SOLUSIMEDIA.ID, JAKARTA – Mulai Juli 2025, pemerintah akan mengubah sistem layanan BPJS Kesehatan secara menyeluruh. Salah satu perubahan utama adalah penghapusan sistem kelas rawat inap 1, 2, dan 3 yang selama ini digunakan.
Sebagai gantinya, akan diterapkan Kelas Rawat Inap Standar (KRIS) bagi seluruh peserta program Jaminan Kesehatan Nasional (JKN).
Perubahan ini dilakukan dalam rangka penyederhanaan layanan sekaligus pemerataan fasilitas bagi seluruh peserta. Namun hingga saat ini, belum ada kepastian apakah iuran akan ikut berubah.
Pemerintah masih mengacu pada Peraturan Presiden Nomor 64 Tahun 2020, sehingga besaran iuran BPJS masih tetap sama.
Direktur Utama BPJS Kesehatan, Ali Ghufron Mukti, dalam rapat di Komisi IX DPR bulan lalu menegaskan, belum ada ketentuan resmi mengenai tarif iuran KRIS karena dasar hukumnya belum terbit.

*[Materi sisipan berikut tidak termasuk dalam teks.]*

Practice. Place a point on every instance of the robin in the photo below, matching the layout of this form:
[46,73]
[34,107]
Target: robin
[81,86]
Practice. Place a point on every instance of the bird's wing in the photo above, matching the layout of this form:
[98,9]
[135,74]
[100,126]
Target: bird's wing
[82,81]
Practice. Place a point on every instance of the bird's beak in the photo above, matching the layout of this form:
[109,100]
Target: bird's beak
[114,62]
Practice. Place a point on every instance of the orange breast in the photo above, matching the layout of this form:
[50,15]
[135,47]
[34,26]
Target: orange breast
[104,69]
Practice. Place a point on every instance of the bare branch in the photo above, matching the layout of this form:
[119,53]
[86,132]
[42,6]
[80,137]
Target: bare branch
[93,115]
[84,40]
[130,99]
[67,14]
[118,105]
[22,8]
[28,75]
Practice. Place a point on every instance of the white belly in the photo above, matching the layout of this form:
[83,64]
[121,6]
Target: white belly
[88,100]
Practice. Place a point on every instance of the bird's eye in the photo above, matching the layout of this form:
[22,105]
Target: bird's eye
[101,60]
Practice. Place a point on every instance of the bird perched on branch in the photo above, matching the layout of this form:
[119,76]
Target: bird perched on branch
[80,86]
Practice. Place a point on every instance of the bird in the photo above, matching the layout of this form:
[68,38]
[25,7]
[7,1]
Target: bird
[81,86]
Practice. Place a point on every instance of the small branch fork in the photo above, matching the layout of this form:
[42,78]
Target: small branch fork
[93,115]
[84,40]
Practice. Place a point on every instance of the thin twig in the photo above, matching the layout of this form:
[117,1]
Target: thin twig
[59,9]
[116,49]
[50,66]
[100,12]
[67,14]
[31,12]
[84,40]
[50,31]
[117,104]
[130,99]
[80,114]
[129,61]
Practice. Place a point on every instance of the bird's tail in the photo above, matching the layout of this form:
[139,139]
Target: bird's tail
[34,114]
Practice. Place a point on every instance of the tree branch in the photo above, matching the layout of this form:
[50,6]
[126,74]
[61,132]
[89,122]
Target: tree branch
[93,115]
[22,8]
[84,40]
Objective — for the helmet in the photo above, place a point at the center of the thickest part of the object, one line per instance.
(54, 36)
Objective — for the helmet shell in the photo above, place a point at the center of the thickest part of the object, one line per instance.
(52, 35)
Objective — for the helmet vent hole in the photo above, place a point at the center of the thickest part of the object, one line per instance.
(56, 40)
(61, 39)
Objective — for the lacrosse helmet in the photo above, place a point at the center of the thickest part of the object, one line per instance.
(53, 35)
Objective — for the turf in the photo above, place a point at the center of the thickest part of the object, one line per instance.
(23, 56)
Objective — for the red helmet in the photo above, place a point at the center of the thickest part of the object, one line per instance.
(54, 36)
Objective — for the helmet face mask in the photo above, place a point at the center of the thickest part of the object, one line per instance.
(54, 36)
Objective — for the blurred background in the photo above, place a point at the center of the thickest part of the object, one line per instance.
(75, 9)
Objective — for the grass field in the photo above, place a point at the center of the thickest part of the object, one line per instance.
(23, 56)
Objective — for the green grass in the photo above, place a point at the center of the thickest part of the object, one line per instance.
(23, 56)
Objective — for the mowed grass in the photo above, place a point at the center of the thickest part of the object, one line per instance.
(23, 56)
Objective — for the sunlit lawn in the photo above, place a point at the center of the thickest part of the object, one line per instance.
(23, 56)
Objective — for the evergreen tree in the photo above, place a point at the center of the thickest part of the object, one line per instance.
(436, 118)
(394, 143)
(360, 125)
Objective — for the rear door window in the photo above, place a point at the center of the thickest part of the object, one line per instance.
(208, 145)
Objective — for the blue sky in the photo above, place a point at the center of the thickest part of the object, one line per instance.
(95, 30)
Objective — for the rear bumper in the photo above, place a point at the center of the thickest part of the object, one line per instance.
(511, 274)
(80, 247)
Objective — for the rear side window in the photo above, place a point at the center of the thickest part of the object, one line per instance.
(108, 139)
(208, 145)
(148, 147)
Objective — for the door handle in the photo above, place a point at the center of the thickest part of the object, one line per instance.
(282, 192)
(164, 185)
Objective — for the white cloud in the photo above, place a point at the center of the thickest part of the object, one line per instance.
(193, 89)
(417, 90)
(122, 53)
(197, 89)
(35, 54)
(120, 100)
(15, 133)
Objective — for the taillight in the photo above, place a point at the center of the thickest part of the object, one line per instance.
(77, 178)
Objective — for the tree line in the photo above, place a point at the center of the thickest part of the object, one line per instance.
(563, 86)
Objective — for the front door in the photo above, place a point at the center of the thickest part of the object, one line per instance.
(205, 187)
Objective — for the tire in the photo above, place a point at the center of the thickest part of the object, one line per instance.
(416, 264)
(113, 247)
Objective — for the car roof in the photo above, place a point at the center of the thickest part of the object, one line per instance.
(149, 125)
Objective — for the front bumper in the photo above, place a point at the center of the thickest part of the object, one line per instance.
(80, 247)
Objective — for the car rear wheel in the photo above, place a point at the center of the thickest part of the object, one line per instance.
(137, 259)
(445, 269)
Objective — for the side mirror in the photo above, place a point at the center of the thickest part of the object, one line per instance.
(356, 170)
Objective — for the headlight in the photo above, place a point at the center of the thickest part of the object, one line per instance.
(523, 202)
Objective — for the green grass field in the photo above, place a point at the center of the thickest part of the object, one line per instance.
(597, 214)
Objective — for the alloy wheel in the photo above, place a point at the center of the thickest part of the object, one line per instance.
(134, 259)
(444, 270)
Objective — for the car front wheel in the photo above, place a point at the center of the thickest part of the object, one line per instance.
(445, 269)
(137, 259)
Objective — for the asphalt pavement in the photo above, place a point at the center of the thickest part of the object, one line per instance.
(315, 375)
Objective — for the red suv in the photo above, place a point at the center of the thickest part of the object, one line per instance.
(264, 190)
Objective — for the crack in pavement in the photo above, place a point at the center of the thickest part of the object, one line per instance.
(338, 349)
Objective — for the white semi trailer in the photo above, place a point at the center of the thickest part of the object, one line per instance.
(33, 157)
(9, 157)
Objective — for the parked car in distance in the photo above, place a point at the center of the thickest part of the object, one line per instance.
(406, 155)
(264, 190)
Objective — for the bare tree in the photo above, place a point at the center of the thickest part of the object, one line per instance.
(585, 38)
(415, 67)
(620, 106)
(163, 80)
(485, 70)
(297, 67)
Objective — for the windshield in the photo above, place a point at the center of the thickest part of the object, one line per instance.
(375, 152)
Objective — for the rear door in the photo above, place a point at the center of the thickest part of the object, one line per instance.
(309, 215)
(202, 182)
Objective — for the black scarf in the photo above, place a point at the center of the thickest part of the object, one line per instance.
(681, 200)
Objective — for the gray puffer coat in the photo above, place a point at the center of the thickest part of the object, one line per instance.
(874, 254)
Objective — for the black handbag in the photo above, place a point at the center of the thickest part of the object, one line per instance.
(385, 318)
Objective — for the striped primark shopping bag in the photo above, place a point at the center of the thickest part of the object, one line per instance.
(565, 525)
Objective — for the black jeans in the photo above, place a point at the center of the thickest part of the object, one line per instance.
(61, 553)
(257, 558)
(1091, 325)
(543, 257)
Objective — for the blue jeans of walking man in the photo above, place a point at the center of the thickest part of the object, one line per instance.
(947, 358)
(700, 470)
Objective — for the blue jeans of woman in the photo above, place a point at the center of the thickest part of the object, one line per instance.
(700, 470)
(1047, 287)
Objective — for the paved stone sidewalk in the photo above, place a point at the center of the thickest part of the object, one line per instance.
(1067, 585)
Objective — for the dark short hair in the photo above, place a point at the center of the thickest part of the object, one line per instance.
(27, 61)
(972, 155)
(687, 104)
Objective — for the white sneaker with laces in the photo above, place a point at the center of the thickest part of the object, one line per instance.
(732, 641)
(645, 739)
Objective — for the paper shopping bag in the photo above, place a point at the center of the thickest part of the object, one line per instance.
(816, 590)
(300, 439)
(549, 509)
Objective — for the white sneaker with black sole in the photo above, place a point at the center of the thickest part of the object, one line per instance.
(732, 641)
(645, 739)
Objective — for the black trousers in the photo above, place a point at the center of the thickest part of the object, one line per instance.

“Memang sampai sekarang belum ada peraturan, kebijakan, yang disampaikan ketua dewan tarif, kelas berapa, itu belum ada,” jelas Ali Ghufron Mukti seusai rapat di Komisi IX DPR, Jakarta, bulan lalu seperti dikutip Senin (22/4/2024).
Meski sistem kelas akan dihapus, rincian iuran berdasarkan kelas masih berlaku untuk saat ini:
- Kelas 1: Rp 150.000 per bulan
- Kelas 2: Rp 100.000 per bulan
- Kelas 3: Rp 35.000 per bulan (sebagian dibantu pemerintah)
Skema gotong royong tetap menjadi prinsip utama BPJS Kesehatan. Dalam sistem ini, peserta dengan kemampuan finansial lebih baik turut menanggung peserta lain yang kurang mampu.